Diese Frage muss man sich angesichts der Novellie­rung des Tierschutzgesetzes stellen, in dem der Schenkel­brand bei Pferden und das – betäubungslo­se kastrieren – von Ferkeln wegen der damit verbun­denen Schmerzen verboten werden sollen. An und für sich ist das ein löb­li­ches Ansinnen, wenn es wegen der Zusage unserer Par­lamentarier, das auch in Zu­kunft die Beschneidung von Jungen  - ohne Betäu­bung – erlaubt sein müsse, nicht so einen bitteren Beigeschmack hätte.

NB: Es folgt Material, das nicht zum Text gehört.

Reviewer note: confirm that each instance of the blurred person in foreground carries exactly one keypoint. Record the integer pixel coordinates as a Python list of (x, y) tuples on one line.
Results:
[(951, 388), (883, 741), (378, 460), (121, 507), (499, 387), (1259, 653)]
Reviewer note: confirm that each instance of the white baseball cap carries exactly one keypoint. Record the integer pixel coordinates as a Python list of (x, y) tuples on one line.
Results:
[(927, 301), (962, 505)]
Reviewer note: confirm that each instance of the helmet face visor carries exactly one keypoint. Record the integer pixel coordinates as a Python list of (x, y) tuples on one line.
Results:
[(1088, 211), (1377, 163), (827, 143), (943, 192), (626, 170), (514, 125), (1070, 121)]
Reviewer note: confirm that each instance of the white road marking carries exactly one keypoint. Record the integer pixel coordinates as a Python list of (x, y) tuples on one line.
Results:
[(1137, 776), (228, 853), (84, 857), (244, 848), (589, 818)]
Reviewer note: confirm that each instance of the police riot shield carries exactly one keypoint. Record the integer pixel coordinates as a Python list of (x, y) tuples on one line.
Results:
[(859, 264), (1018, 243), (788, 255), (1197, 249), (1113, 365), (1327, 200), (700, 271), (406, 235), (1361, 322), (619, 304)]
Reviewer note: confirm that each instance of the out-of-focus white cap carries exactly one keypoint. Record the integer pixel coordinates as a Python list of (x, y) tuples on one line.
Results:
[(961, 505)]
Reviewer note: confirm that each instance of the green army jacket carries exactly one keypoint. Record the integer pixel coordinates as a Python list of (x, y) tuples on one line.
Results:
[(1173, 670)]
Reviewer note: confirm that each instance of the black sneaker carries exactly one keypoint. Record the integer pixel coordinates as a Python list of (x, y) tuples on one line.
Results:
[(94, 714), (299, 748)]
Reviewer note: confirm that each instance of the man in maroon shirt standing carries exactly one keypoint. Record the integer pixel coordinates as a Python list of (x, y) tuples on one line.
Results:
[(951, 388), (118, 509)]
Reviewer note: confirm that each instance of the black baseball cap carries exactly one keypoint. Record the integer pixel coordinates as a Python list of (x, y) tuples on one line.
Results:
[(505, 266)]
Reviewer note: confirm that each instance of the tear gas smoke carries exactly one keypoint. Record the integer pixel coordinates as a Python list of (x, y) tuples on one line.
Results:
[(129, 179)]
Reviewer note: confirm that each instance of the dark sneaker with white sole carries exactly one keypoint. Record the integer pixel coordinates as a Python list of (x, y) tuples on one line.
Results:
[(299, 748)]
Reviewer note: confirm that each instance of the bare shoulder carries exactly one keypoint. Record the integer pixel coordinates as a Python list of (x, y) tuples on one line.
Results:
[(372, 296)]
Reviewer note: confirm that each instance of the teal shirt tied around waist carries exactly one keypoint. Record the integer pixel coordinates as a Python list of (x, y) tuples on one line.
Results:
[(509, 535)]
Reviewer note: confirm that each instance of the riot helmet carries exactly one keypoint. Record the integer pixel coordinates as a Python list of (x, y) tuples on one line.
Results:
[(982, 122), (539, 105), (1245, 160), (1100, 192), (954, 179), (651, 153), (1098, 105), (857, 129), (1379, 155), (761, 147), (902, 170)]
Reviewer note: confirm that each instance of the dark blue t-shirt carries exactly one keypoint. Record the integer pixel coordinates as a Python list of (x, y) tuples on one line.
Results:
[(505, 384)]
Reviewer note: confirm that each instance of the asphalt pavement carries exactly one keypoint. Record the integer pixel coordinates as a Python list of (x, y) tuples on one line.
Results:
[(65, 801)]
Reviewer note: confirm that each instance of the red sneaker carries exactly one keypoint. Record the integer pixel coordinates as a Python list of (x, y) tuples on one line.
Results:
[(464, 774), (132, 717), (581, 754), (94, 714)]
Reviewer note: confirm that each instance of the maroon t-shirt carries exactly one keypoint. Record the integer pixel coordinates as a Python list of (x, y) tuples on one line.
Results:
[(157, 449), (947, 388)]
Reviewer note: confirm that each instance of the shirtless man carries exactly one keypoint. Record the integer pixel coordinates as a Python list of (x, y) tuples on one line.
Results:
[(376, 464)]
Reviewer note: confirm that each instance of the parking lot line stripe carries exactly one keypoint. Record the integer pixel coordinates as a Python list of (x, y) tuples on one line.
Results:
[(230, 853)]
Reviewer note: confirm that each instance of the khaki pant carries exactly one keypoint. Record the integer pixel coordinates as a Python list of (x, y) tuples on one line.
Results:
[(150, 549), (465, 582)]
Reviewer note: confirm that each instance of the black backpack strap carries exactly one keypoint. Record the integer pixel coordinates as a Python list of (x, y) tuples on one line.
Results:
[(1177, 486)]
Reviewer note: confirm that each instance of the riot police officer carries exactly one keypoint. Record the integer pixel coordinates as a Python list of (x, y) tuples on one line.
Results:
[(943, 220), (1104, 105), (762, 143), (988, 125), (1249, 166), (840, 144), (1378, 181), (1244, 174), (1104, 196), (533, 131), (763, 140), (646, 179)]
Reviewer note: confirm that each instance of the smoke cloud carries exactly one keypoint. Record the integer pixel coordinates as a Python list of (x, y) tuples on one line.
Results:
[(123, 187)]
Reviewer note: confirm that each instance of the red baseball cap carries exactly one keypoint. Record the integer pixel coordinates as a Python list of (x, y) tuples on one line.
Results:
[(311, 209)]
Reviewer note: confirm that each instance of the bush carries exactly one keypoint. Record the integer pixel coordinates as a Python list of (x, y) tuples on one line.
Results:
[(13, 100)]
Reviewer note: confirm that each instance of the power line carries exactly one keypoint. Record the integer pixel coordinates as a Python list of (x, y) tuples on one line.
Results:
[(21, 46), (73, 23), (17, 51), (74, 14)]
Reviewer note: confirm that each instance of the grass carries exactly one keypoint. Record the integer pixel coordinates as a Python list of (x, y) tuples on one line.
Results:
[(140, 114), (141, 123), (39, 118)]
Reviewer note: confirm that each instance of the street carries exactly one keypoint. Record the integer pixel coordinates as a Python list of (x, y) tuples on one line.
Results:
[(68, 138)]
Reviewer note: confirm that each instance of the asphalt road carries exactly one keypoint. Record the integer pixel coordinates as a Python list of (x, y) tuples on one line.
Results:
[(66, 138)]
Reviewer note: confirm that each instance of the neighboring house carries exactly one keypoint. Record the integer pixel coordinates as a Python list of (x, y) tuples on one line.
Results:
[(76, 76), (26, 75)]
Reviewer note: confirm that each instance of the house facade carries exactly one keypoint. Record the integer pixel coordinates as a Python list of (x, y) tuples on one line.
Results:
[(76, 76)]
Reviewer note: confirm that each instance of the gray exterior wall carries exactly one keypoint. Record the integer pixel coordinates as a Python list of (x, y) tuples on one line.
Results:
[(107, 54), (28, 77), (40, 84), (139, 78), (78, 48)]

hib-Meldung · 2012_09/2012_386/01
Regierung legt Novellierung des Tierschutzgesetzes vor

Ernährung, Landwirtschaft und Verbraucherschutz/Gesetzentwurf – 11.09.2012
Berlin: (hib/EIS) [..]Daneben sieht das Gesetz ein Verbot für die betäubungslose Ferkelkastration bis zum Jahr 2017 vor und ein Verbot des Schenkelbrandes bei Pferden. hib-Mel­dung

Nun folgt ein Auszug aus dem Gesetzentwurf, Seite 42:

Zu Nummer 5
(Änderung § 5 Absatz 3)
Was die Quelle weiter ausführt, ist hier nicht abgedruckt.